The band also wears their literary influences on their sleeves to the point where they recruited novelist Ben Myers, who’s third novel Pig Iron (2012) was an inspiration during the making of of Ruins, to write the band’s press release bio. In Myers’ folky crime-noir, the English countryside, moors, dales and bogs plays an important role, as it does in 1973 horror movie The Wicker Man and Iain Banks’ dread and violence in The Wasp Factory (1984). I’ll be reading Myers’ new book Turning Blue, which looks like it will also mix well with Ruins, if you’re able to tune out the lyrics while reading like I do. But while lyrics are often a weak point for many bands, because let’s face it, no one besides Dylan (and possibly Leonard Cohen) will ever be up for any literary prizes ever again, Wolf People are at least a step above most their peers. The album opens with “Ninth Night,” which quotes from ancient folklore an incantation used by thieves seeking magical protection from the pickled hand of a hanged man installed with a candle made from human fat — “Oh Hand of Glory shed thy light, direct us to our spoils tonight.” Despite it’s release as a single on Halloween, “Night Witch” is not a spooky horror pastiche, but rather a powerful tale about the Nachthexen, the female Soviet aviators of the 588th Night Bomber Regiment who terrorized the Nazis in WW II. The Germans nicknamed them the “Night Witches” because their Polikarpov Po-2 biplanes would glide in idling toward the bomb release point, with only the sound of wind to give them away, sounding like broomsticks.

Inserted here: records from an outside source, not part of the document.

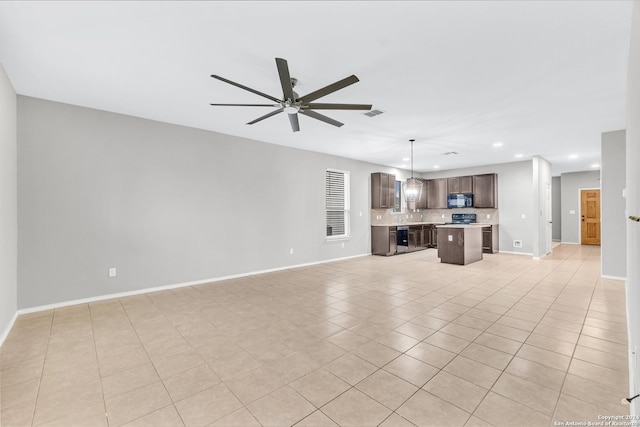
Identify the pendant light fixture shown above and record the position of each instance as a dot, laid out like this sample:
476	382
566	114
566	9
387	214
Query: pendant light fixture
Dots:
412	187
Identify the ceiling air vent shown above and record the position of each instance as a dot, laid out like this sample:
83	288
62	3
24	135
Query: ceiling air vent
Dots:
373	113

“Rhine Sagas,” “Thistles,” and “Kingfisher” are breathtaking evocations of nature’s vengeance, the music finely honed into an eerie, earthy, dark psychedelia that unifies brittle dueling guitars, synths, flutes and funky drums into a unique, modern signature sound that comedian Stewart Lee affectionately called “peat bog superfuzz sphagnum moss sludge.” Like Steeple (2010) and Fain (2013), Ruins is not easily digested in the first sitting. It’s like getting lost in the woods and overwhelmed by all the strange noises in the dark. It’s unsettling, but rewards repeated listenings by gradually unlocking its mysterious gifts, drawing us into a strange world that may be grim, but also alluring. Fans of Game Of Thrones, Stranger Things and the various Nordic Noir TV series would argue that the entertainment form of Television is an all-time artistic peak. Wolf People is about as close as you’re going to get to the musical equivalent in 2016.